No cais existem várias possibilidades de passeios. Um deles, faz-se numa embarcação com o casco em vidro que permite ver o fundo do mar. É uma viagem agradabilíssima e inesquecível. A bordo existe um pequeno aquário que dá a conhecer as várias espécies endémicas de fauna. Durante a viagem avistamos peixes coloridos, alguns com formas raras, corais, destroços de navios e até mergulhadores. Existem outros passeios, também pelo mar que nos permitem conhecer, ao vivo, acabadas de apanhar estrelas-do-mar e outros seres fantásticos destes mares (são naturalmente devolvidos à natureza).









Aqui, os dias podem ser preenchidos não só com estadias em praias paradisíacas, de areia branca mas também com actividades aquáticas para todas as idades, mergulho, vela, pesca, passeios pelas ilhas, nadar com golfinhos e em terra, passeios de bicicleta e ecológicos, observação de pássaros exóticos, e uma visita histórica, em Nassau, que não dispensámos.




Um simpático comboio, leva-nos a conhecer as paragens históricas mais interessantes desta cidade.



Gostamos imenso de conhecer o Fort Charlotte (a entrada custa $1). Com uma vista arrebatadora sobre Nassau, esta visita guiada é um mergulho na história das Bahamas desde a sua descoberta. A influência britânica na cultura actual e a abolição da escravatura. Apesar das várias ofertas de recordações, no local não existe restauração, pelo que é aconselhável ir preparado, sobretudo com águas.



O Museu dos Piratas também é visita obrigatória e as crianças mais crescidas deliram, já as mais pequenas podem ter algum receio uma vez que o espaço é escuro e pejado de “piratas”, mas nada que um colo não resolva. Ao lado, um bar que serve o famoso “bolo de rum”, confecção dos piratas das Caraíbas.
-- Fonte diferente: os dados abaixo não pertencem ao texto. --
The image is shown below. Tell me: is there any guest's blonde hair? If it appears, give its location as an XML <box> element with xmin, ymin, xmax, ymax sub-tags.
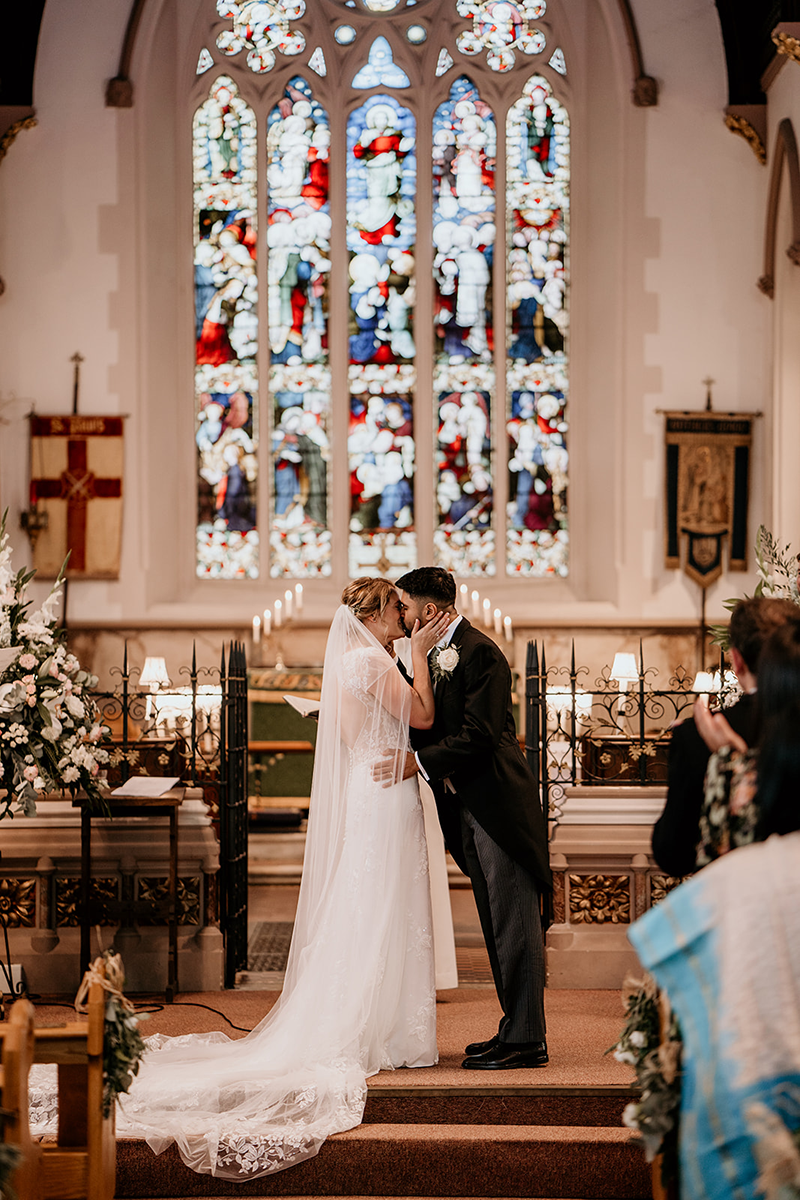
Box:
<box><xmin>342</xmin><ymin>575</ymin><xmax>397</xmax><ymax>620</ymax></box>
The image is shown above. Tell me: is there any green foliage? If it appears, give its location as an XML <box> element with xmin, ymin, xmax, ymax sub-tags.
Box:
<box><xmin>606</xmin><ymin>976</ymin><xmax>682</xmax><ymax>1187</ymax></box>
<box><xmin>0</xmin><ymin>1141</ymin><xmax>23</xmax><ymax>1200</ymax></box>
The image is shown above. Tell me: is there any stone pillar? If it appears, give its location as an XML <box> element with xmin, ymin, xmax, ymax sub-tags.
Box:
<box><xmin>30</xmin><ymin>856</ymin><xmax>60</xmax><ymax>954</ymax></box>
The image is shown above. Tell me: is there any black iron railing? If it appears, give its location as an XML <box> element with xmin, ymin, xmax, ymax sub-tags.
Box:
<box><xmin>525</xmin><ymin>641</ymin><xmax>722</xmax><ymax>828</ymax></box>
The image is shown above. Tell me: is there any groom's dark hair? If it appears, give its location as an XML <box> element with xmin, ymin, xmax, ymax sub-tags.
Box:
<box><xmin>395</xmin><ymin>566</ymin><xmax>456</xmax><ymax>608</ymax></box>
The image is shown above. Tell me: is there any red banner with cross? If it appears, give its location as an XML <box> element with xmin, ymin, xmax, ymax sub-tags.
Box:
<box><xmin>30</xmin><ymin>413</ymin><xmax>125</xmax><ymax>580</ymax></box>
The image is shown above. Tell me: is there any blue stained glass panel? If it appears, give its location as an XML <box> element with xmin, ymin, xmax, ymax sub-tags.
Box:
<box><xmin>347</xmin><ymin>96</ymin><xmax>416</xmax><ymax>576</ymax></box>
<box><xmin>506</xmin><ymin>76</ymin><xmax>570</xmax><ymax>576</ymax></box>
<box><xmin>266</xmin><ymin>77</ymin><xmax>331</xmax><ymax>578</ymax></box>
<box><xmin>193</xmin><ymin>76</ymin><xmax>258</xmax><ymax>578</ymax></box>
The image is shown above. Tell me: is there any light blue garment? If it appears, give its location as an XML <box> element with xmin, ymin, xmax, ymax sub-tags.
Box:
<box><xmin>630</xmin><ymin>834</ymin><xmax>800</xmax><ymax>1200</ymax></box>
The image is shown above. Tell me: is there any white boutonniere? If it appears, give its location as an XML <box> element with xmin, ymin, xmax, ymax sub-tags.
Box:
<box><xmin>431</xmin><ymin>646</ymin><xmax>458</xmax><ymax>682</ymax></box>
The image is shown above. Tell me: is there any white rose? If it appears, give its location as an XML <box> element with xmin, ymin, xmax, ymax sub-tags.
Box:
<box><xmin>437</xmin><ymin>646</ymin><xmax>458</xmax><ymax>673</ymax></box>
<box><xmin>622</xmin><ymin>1100</ymin><xmax>639</xmax><ymax>1129</ymax></box>
<box><xmin>64</xmin><ymin>692</ymin><xmax>84</xmax><ymax>720</ymax></box>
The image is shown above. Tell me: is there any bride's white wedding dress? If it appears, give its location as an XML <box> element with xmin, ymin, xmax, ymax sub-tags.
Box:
<box><xmin>28</xmin><ymin>607</ymin><xmax>437</xmax><ymax>1180</ymax></box>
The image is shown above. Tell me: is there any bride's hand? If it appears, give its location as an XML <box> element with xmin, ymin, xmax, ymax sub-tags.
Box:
<box><xmin>692</xmin><ymin>696</ymin><xmax>747</xmax><ymax>752</ymax></box>
<box><xmin>411</xmin><ymin>612</ymin><xmax>450</xmax><ymax>655</ymax></box>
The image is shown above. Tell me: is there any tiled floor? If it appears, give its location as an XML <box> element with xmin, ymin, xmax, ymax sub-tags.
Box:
<box><xmin>236</xmin><ymin>884</ymin><xmax>492</xmax><ymax>991</ymax></box>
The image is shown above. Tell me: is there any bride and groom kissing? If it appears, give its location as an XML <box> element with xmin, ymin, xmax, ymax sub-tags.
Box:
<box><xmin>71</xmin><ymin>566</ymin><xmax>551</xmax><ymax>1181</ymax></box>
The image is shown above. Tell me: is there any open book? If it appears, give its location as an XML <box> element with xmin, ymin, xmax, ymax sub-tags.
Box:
<box><xmin>283</xmin><ymin>696</ymin><xmax>319</xmax><ymax>716</ymax></box>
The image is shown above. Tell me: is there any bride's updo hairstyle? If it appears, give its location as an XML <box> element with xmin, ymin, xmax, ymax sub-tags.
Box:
<box><xmin>342</xmin><ymin>575</ymin><xmax>397</xmax><ymax>620</ymax></box>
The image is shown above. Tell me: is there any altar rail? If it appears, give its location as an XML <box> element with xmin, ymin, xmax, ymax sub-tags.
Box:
<box><xmin>525</xmin><ymin>641</ymin><xmax>723</xmax><ymax>836</ymax></box>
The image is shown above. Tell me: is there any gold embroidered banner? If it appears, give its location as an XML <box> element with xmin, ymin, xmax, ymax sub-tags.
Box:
<box><xmin>30</xmin><ymin>413</ymin><xmax>125</xmax><ymax>580</ymax></box>
<box><xmin>664</xmin><ymin>412</ymin><xmax>756</xmax><ymax>588</ymax></box>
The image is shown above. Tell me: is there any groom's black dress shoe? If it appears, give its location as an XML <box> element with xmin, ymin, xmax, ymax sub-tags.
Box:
<box><xmin>462</xmin><ymin>1042</ymin><xmax>549</xmax><ymax>1070</ymax></box>
<box><xmin>464</xmin><ymin>1033</ymin><xmax>500</xmax><ymax>1058</ymax></box>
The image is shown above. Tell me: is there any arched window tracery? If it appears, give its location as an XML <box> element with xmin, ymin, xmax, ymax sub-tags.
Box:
<box><xmin>194</xmin><ymin>0</ymin><xmax>570</xmax><ymax>580</ymax></box>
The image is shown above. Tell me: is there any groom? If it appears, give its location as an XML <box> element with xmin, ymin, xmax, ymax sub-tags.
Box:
<box><xmin>395</xmin><ymin>566</ymin><xmax>552</xmax><ymax>1070</ymax></box>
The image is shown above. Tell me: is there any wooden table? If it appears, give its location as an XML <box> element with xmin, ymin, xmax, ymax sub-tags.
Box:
<box><xmin>72</xmin><ymin>787</ymin><xmax>186</xmax><ymax>1003</ymax></box>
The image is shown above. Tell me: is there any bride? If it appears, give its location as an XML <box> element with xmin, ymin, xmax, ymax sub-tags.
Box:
<box><xmin>92</xmin><ymin>577</ymin><xmax>449</xmax><ymax>1181</ymax></box>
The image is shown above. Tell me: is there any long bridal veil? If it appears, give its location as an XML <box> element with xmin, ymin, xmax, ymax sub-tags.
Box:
<box><xmin>86</xmin><ymin>606</ymin><xmax>435</xmax><ymax>1181</ymax></box>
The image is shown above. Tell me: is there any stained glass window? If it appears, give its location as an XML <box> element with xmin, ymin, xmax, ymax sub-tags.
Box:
<box><xmin>433</xmin><ymin>76</ymin><xmax>497</xmax><ymax>575</ymax></box>
<box><xmin>192</xmin><ymin>0</ymin><xmax>570</xmax><ymax>587</ymax></box>
<box><xmin>506</xmin><ymin>76</ymin><xmax>570</xmax><ymax>576</ymax></box>
<box><xmin>347</xmin><ymin>96</ymin><xmax>416</xmax><ymax>576</ymax></box>
<box><xmin>193</xmin><ymin>76</ymin><xmax>259</xmax><ymax>580</ymax></box>
<box><xmin>266</xmin><ymin>77</ymin><xmax>331</xmax><ymax>578</ymax></box>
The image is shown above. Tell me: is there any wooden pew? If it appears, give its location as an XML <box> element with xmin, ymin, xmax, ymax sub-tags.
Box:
<box><xmin>0</xmin><ymin>1000</ymin><xmax>38</xmax><ymax>1196</ymax></box>
<box><xmin>4</xmin><ymin>983</ymin><xmax>116</xmax><ymax>1200</ymax></box>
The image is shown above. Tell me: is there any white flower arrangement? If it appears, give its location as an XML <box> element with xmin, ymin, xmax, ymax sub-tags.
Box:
<box><xmin>606</xmin><ymin>976</ymin><xmax>682</xmax><ymax>1188</ymax></box>
<box><xmin>0</xmin><ymin>514</ymin><xmax>108</xmax><ymax>820</ymax></box>
<box><xmin>431</xmin><ymin>646</ymin><xmax>458</xmax><ymax>680</ymax></box>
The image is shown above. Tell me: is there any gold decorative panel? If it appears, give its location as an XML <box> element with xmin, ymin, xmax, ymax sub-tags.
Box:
<box><xmin>570</xmin><ymin>875</ymin><xmax>631</xmax><ymax>925</ymax></box>
<box><xmin>137</xmin><ymin>875</ymin><xmax>203</xmax><ymax>925</ymax></box>
<box><xmin>650</xmin><ymin>875</ymin><xmax>688</xmax><ymax>907</ymax></box>
<box><xmin>55</xmin><ymin>875</ymin><xmax>120</xmax><ymax>926</ymax></box>
<box><xmin>553</xmin><ymin>871</ymin><xmax>566</xmax><ymax>925</ymax></box>
<box><xmin>0</xmin><ymin>875</ymin><xmax>36</xmax><ymax>929</ymax></box>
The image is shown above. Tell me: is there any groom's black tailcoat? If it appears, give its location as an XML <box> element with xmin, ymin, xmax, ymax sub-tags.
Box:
<box><xmin>411</xmin><ymin>617</ymin><xmax>553</xmax><ymax>892</ymax></box>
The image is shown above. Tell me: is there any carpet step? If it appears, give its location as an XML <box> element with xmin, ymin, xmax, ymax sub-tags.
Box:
<box><xmin>363</xmin><ymin>1086</ymin><xmax>637</xmax><ymax>1126</ymax></box>
<box><xmin>116</xmin><ymin>1124</ymin><xmax>651</xmax><ymax>1200</ymax></box>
O famoso pirata Barba Negra viveu nesta ilha. As casas típicas são uma atracção bonita pelas suas cores alegres e arquitectura colonial, assim como as igrejas e colégios locais.

Atlantis



As Bahamas são uma porta para conhecer a mítica cidade da Altântida: Atlantis! Um mega resort luxuoso composto por seis hotéis, dois centros comerciais, vinte restaurantes, onze piscinas (com ambientes distintos para todos os gostos e idades), três praias, um lago de água salgada, um parque aquático - Aquaventure... É tão extenso que convém descarregar esta aplicação para não perderem pitada.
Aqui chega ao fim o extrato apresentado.